According to Clarkson Research, a U.K.-based shipbuilding and shipping market analyst, global ship orders totaled 1.86 million CGT (71 ships) in September of 2023, down 59 percent from the same month of 2022.

Of these, Korea received orders for 120,000 CGT (4 ships and 6 percent), showing a wide gap with China, which received orders for 1.53 million CGT (62 ships and 82 percent).

Cumulative global shipbuilding orders for the first nine months of this year totaled 30.14 million CGT (1,096 vessels), down 23 percent from 39.16 million CGT (1,525 vessels) a year earlier.

Korea’s and China’s cumulative order intakes were 7.42 million CGT (168 vessels and 25 percent) and 17.99 million CGT (726 vessels and 60 percent) respectively.

At the end of September, the global order backlog stood at 122.19 million CGT, down 360,000 CGT from the previous month.
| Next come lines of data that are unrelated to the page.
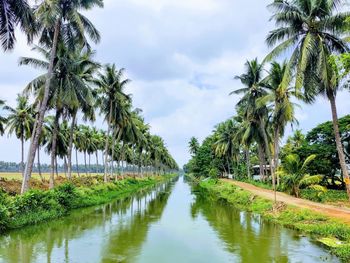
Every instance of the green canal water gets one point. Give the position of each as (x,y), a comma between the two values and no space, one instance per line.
(167,224)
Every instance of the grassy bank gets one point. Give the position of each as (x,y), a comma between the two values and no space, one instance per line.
(37,206)
(333,234)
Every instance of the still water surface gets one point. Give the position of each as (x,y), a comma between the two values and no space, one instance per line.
(167,224)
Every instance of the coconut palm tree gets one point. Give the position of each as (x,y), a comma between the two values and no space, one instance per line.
(315,30)
(2,119)
(60,20)
(255,116)
(193,145)
(225,143)
(280,97)
(294,175)
(111,91)
(12,14)
(57,144)
(20,122)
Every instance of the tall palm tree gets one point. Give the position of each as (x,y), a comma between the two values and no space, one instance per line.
(20,122)
(2,119)
(193,145)
(256,116)
(315,30)
(13,13)
(280,97)
(60,20)
(111,91)
(225,143)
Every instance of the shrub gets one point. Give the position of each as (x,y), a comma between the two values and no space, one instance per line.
(4,217)
(214,173)
(65,195)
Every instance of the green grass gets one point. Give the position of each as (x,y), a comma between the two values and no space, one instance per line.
(331,196)
(18,176)
(320,227)
(37,206)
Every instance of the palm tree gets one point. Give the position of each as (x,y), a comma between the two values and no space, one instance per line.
(315,30)
(111,92)
(20,122)
(294,175)
(13,13)
(59,21)
(255,117)
(225,143)
(98,140)
(193,145)
(282,106)
(2,119)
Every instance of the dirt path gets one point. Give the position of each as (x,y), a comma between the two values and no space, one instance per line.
(342,214)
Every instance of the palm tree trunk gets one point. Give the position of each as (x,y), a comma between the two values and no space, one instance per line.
(56,167)
(261,161)
(276,153)
(39,165)
(97,168)
(22,155)
(53,149)
(39,123)
(247,154)
(340,149)
(107,140)
(112,155)
(65,167)
(70,146)
(268,153)
(86,170)
(77,161)
(89,164)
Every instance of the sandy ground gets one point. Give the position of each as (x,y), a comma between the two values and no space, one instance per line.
(342,214)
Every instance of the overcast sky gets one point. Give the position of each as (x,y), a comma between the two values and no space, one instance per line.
(182,56)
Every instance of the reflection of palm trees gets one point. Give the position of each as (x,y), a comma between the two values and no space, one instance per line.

Korea had an order backlog of 39.44 million CGT (32 percent) and China an order backlog of 58.15 million CGT (48 percent).

Meanwhile, the Clarkson Newbuilding Index stood at 175.38 points, up 13.26 points from the same period of 2022. By ship type, the price of a single vessel was US$265 million for liquefied natural gas (LNG) carriers, US$128 million for very large crude carriers (VLCCs), and US$230 million for very large container ships.